Interdisciplinary Research Center in Biomedical Materials, COMSATS University Islamabad, Lahore Campus, Lahore 54000, Pakistan; Department of Physics, COMSATS University Islamabad, Lahore Campus, Lahore 54000, Pakistan.
Interdisciplinary Research Center in Biomedical Materials, COMSATS University Islamabad, Lahore Campus, Lahore 54000, Pakistan.
Int J Biol Macromol. 2019 Nov 1;140:401-406. doi: 10.1016/j.ijbiomac.2019.08.095. Epub 2019 Aug 14.
Chitosan/collagen-based hydrogels were studied for their promising role in skin tissue engineering applications due to their unique biocompatibility and biodegradation properties. Amino acids are not only the mean of protein building units but also support endothelial cells proliferation and trigger angiogenesis during wound healing. The purpose of this study was to prepare amino acid based pro-angiogenic materials. Three structurally closed amino acids (AA) (arginine, alanine and phenylalanine) were loaded into chitosan/collagen hydrogels (ACC hydrogels) to study their effect on angiogenesis. In this study the ACC hydrogels were prepared through freeze drying procedure and their angiogenic potential was studied by chorioallantoic membrane assay (CAM assay). FTIR analysis was performed to confirm that there was no chemical change took place in polymeric materials during synthesis procedures. Results revealed that, arginine-loaded hydrogels were the most porous, with more interconnected pores and also the maximum growth of blood vessels were found around and inside the arginine loaded scaffold. The qualitative analysis for blood vessels showed the significant difference between control, chitosan/collagen alanine loaded hydrogel (CH-Ala), chitosan/collagen phenylalanine loaded hydrogel (CH-Phe) and chitosan/collagen arginine loaded hydrogel (CH-Arg) materials. Among these studied materials the CH-Arg was found more capable for angiogenesis.

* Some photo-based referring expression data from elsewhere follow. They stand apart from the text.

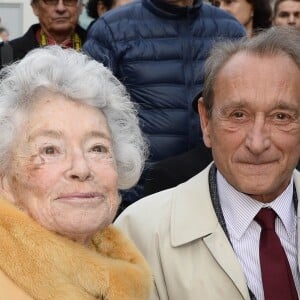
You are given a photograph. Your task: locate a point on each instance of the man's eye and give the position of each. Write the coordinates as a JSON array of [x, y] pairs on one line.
[[238, 114]]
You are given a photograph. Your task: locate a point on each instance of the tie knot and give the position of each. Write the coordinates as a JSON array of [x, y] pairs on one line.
[[266, 218]]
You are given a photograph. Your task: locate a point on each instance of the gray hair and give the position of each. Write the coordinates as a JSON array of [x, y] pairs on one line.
[[76, 76], [281, 40]]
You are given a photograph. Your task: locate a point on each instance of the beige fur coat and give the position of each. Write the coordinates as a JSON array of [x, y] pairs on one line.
[[38, 264]]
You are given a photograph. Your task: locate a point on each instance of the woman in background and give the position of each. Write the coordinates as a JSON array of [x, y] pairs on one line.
[[69, 140], [254, 15]]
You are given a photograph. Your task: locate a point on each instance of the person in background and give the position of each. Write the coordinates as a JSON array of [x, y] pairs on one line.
[[287, 12], [254, 15], [4, 34], [231, 231], [69, 140], [58, 25], [96, 8], [157, 48]]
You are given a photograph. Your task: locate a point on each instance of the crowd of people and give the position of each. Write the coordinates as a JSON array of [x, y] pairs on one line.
[[153, 154]]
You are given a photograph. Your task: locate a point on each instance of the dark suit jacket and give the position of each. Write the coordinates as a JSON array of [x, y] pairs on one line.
[[177, 169]]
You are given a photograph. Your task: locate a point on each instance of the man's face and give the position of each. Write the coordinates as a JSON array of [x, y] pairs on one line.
[[254, 129], [57, 19], [288, 13]]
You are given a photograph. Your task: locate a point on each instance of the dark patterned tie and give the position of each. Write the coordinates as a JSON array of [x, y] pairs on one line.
[[276, 273]]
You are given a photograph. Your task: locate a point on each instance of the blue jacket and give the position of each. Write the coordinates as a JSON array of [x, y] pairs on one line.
[[158, 50]]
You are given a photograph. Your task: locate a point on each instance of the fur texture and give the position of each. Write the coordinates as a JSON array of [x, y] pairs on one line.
[[49, 266]]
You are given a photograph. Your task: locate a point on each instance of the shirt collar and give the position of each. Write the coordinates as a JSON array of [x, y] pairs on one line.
[[240, 209]]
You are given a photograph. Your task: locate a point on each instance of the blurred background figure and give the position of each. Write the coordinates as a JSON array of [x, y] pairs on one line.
[[157, 49], [252, 14], [287, 12], [4, 34], [96, 8]]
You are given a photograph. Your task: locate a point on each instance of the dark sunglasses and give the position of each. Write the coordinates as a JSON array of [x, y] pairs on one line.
[[65, 2]]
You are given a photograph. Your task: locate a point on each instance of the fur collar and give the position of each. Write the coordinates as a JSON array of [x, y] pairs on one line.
[[49, 266]]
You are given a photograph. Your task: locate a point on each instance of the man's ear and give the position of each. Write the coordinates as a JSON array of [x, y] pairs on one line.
[[205, 122]]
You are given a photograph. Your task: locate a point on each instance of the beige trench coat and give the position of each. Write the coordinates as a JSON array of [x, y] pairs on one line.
[[179, 234]]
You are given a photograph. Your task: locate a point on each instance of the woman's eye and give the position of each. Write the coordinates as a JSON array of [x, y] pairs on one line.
[[49, 150]]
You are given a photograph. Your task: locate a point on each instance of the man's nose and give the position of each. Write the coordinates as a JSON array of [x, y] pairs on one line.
[[258, 137]]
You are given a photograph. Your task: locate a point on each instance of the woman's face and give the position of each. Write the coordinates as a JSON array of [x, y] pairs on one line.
[[63, 172], [242, 10]]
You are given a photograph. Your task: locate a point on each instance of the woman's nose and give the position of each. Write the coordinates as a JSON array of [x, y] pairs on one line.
[[79, 168]]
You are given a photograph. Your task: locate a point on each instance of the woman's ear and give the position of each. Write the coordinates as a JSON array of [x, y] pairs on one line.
[[205, 122]]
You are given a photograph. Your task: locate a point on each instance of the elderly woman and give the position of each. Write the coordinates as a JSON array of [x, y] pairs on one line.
[[254, 15], [69, 140]]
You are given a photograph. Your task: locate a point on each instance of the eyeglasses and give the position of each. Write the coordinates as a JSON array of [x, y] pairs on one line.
[[65, 2]]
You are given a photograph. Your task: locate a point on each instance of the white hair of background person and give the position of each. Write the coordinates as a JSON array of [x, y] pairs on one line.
[[76, 76]]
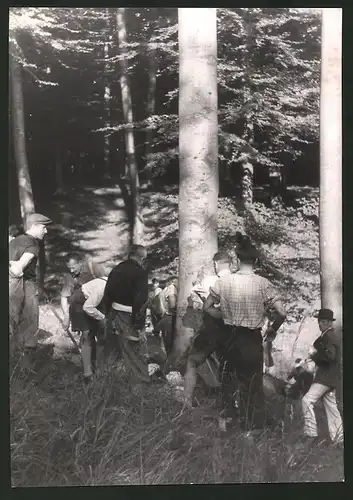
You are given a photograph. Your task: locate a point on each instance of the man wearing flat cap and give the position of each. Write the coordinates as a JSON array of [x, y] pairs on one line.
[[245, 299], [23, 291], [326, 355]]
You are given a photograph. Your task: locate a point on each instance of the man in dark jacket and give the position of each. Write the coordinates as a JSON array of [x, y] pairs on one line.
[[23, 289], [83, 273], [326, 355], [245, 299], [125, 294]]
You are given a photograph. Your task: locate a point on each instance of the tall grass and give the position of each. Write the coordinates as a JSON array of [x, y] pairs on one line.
[[113, 434]]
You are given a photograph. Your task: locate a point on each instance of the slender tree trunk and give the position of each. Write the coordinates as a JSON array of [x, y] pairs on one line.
[[151, 100], [198, 153], [136, 216], [19, 141], [107, 98], [60, 188], [331, 163], [247, 166]]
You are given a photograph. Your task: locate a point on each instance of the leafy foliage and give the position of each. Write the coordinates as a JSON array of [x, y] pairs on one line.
[[268, 72]]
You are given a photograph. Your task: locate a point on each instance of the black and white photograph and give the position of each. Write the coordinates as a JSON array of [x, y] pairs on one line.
[[175, 246]]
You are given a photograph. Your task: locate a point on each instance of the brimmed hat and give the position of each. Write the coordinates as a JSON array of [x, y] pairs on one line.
[[325, 314], [38, 219], [246, 249]]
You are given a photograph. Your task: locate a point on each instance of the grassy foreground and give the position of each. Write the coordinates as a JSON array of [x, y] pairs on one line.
[[116, 434], [112, 434]]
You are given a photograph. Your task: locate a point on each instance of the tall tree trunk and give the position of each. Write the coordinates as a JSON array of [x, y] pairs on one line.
[[331, 163], [247, 166], [19, 141], [198, 154], [151, 99], [107, 98], [136, 216], [60, 188]]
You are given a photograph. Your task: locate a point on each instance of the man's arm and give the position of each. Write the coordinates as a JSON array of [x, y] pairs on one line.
[[140, 298], [107, 300], [17, 267], [327, 351], [280, 316], [209, 308]]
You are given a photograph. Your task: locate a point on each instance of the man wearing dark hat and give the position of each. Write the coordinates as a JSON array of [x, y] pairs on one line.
[[23, 291], [326, 355], [245, 299]]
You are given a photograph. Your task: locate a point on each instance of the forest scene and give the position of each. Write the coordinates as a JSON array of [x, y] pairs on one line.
[[174, 130]]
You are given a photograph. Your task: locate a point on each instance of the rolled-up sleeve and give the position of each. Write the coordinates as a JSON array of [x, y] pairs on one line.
[[270, 293], [94, 298], [67, 285], [215, 292]]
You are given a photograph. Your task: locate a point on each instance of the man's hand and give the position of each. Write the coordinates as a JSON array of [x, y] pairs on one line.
[[270, 334], [15, 269], [142, 335], [312, 352], [66, 322]]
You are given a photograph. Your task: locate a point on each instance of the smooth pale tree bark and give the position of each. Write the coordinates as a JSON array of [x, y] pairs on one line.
[[60, 188], [198, 154], [247, 166], [107, 98], [331, 163], [151, 99], [19, 141], [136, 220]]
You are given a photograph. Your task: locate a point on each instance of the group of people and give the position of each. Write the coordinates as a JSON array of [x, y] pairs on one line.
[[240, 313]]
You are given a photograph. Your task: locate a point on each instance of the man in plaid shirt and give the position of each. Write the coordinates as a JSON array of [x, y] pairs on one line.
[[244, 300]]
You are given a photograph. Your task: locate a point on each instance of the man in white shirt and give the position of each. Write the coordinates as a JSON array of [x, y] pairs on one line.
[[208, 338], [92, 292]]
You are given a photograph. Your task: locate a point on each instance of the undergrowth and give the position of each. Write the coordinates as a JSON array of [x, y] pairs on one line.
[[117, 434]]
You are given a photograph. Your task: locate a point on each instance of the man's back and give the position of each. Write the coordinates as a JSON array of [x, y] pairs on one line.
[[244, 298], [20, 245], [127, 285]]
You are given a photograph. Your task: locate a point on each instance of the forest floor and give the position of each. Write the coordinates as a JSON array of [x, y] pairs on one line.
[[112, 435]]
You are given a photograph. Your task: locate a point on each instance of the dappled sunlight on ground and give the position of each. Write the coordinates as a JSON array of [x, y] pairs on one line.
[[114, 434]]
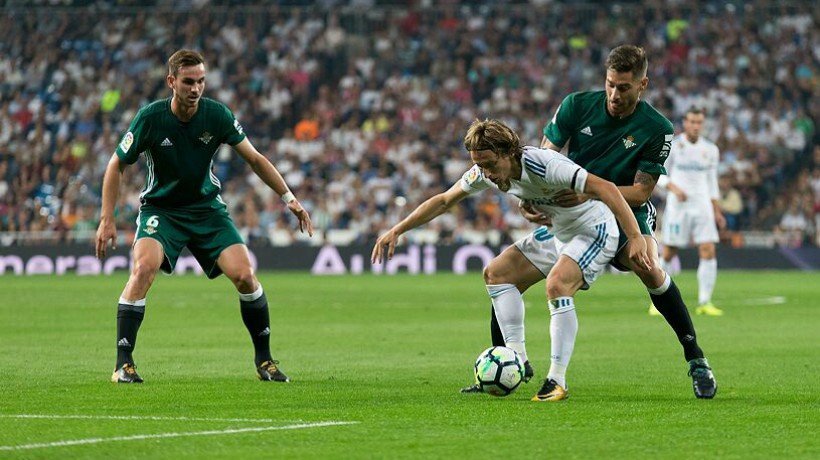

壳聚糖/胶原基水凝胶由于其独特的生物相容性和可生物降解性,在皮肤组织工程应用中具有广阔的应用前景。氨基酸不仅是蛋白质构建单元的手段,而且在伤口愈合过程中支持内皮细胞增殖并触发血管生成。本研究旨在制备基于氨基酸的促血管生成材料。将三种结构封闭的氨基酸(AA)(精氨酸、丙氨酸和苯丙氨酸)负载到壳聚糖/胶原水凝胶(ACC 水凝胶)中,以研究它们对血管生成的影响。在这项研究中,通过冷冻干燥程序制备了 ACC 水凝胶,并通过鸡胚尿囊膜试验(CAM 试验)研究了它们的促血管生成潜力。傅里叶变换红外光谱(FTIR)分析证实,在合成过程中聚合材料没有发生化学变化。结果表明,负载精氨酸的水凝胶具有最多孔的结构,具有更多的相互连接的孔,并且在负载精氨酸的支架周围和内部发现了最多的血管生长。血管的定性分析表明,在对照、壳聚糖/胶原丙氨酸负载水凝胶(CH-Ala)、壳聚糖/胶原苯丙氨酸负载水凝胶(CH-Phe)和壳聚糖/胶原精氨酸负载水凝胶(CH-Arg)材料之间存在显著差异。在这些研究材料中,CH-Arg 被发现更有利于血管生成。